Les menaces d'attentats du groupe djihadiste État islamique (EI) n'ont pas dissuadé des dizaines de milliers de musulmans de se rassembler mardi pour un grand pèlerinage chiite, placé cette année sous haute protection à Bagdad.

«Nous n'avons pas peur des explosions et rien ne pourra nous arrêter», a affirmé, défiant, Mohammed Nayef, venu de la province de Babylone, au sud de Bagdad.

Ce fidèle de 32 ans s'est dirigé, au milieu d'une véritable marée humaine, vers le mausolée de l'imam Moussa Kazem dans le nord de la capitale, pour y célébrer l'anniversaire de la mort, en 799, du septième des 12 imams vénérés par l'islam chiite.

«Ce pèlerinage représente une défaite pour le terrorisme», a-t-il assuré.

Le groupe ultra-radical sunnite, qui considère les chiites comme hérétiques, a dans le passé revendiqué plusieurs attentats contre des pèlerins.

Les djihadistes sont considérés comme responsables des attaques ayant provoqué ces derniers jours la mort d'au moins 37 personnes tandis que des dizaines étaient blessées. Un attentat à la voiture piégée a fait lundi 14 morts, dont des femmes et des enfants, deux jours après le décès de 23 personnes dans une attaque similaire.

Pour réduire les risques, les autorités ont renforcé la sécurité et fermé la plupart des principales artères de la capitale pendant les célébrations.

Abbas Mustafa n'a pas été effrayé par ce contexte tendu. Au contraire, «les explosions ont accru ma détermination et ma force pour défier» les auteurs de ces attaques, a affirmé ce pèlerin de 63 ans.

Il a donc pris place dans les rangs serrés de la foule qui a suivi la réplique d'un cercueil transporté à travers les rues jusqu'au mausolée de l'imam Moussa Kazem dans le quartier de Kadhimiya. Criant et pleurant, les pèlerins exprimaient leur peine en hommage à cette grande figure du chiisme, la branche de l'islam à laquelle se rattache une majorité de la population irakienne.

En pleine crise politique

Ce pèlerinage s'est déroulé dans un contexte troublé dans la capitale à cause de l'aggravation de la crise qui paralyse la vie politique depuis plusieurs mois.

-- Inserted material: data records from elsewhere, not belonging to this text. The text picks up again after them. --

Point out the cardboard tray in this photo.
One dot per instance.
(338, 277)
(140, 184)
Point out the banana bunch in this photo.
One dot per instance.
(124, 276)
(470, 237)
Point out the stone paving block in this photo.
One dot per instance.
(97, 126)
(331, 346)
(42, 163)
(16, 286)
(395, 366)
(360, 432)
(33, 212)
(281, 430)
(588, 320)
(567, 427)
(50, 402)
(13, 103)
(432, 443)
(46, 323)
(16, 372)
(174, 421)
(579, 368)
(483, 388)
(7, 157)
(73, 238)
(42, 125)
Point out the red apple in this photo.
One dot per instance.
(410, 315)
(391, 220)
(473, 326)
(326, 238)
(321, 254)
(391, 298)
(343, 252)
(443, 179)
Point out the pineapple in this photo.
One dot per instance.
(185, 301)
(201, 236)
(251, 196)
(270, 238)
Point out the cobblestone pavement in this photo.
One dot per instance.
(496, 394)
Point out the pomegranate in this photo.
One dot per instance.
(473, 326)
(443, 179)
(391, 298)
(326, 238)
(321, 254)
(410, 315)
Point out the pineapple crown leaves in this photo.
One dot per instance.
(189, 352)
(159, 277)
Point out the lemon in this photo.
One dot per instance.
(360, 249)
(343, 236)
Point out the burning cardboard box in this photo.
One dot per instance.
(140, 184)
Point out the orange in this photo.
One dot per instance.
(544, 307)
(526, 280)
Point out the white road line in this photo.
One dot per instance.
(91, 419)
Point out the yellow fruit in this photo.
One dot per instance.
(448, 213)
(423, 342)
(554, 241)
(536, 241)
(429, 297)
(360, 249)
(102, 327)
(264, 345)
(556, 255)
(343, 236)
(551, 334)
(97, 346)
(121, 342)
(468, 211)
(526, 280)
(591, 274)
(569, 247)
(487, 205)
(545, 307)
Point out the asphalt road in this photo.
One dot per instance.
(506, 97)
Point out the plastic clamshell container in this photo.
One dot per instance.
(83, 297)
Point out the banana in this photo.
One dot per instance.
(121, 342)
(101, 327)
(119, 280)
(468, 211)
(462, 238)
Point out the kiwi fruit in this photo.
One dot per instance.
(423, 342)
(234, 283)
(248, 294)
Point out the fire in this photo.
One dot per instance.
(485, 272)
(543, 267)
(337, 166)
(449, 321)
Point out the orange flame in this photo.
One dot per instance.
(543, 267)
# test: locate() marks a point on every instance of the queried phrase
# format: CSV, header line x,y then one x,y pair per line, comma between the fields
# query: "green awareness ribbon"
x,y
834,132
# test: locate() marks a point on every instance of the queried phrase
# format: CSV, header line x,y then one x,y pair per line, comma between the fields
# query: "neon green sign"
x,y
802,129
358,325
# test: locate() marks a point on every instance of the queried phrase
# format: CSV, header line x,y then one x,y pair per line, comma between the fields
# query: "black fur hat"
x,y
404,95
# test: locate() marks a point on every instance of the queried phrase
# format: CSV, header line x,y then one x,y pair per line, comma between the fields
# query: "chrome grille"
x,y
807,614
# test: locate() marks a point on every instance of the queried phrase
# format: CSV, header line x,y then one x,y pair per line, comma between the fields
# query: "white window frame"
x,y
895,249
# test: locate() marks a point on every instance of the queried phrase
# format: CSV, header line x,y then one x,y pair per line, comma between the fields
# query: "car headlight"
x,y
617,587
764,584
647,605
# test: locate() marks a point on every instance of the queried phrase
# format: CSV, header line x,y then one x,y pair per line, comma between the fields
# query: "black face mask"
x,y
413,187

Durant le week-end, des milliers de manifestants ont occupé le Parlement, situé dans la Zone verte ultra-sécurisée, pendant plusieurs heures pour réclamer un nouveau gouvernement capable d'appliquer des réformes contre la corruption.

De nombreux partis s'opposent au projet du premier ministre Haider al-Abadi de mettre en place un cabinet de technocrates par peur de perdre leurs privilèges.

Les manifestants du week-end sont des partisans du dignitaire chiite Moqtada Sadr, qui a menacé de mener de nouvelles actions fortes si les députés échouaient à approuver un nouveau gouvernement.

Cette crise est suivie avec inquiétude par les États-Unis, qui craignent qu'elle «ne détourne» les autorités de la reconquête des territoires encore contrôlés par l'EI, en particulier Mossoul, la deuxième ville du pays.

Les djihadistes ont tué mardi matin, au nord de cette ville, un soldat américain qui conseillait les forces kurdes déployées dans cette zone, a annoncé le Pentagone.

Près de 4000 militaires américains sont présents en Irak, dans le cadre de la coalition internationale dirigée par Washington, pour conseiller et entraîner les forces gouvernementales, sans participer directement aux combats au sol contre l'EI.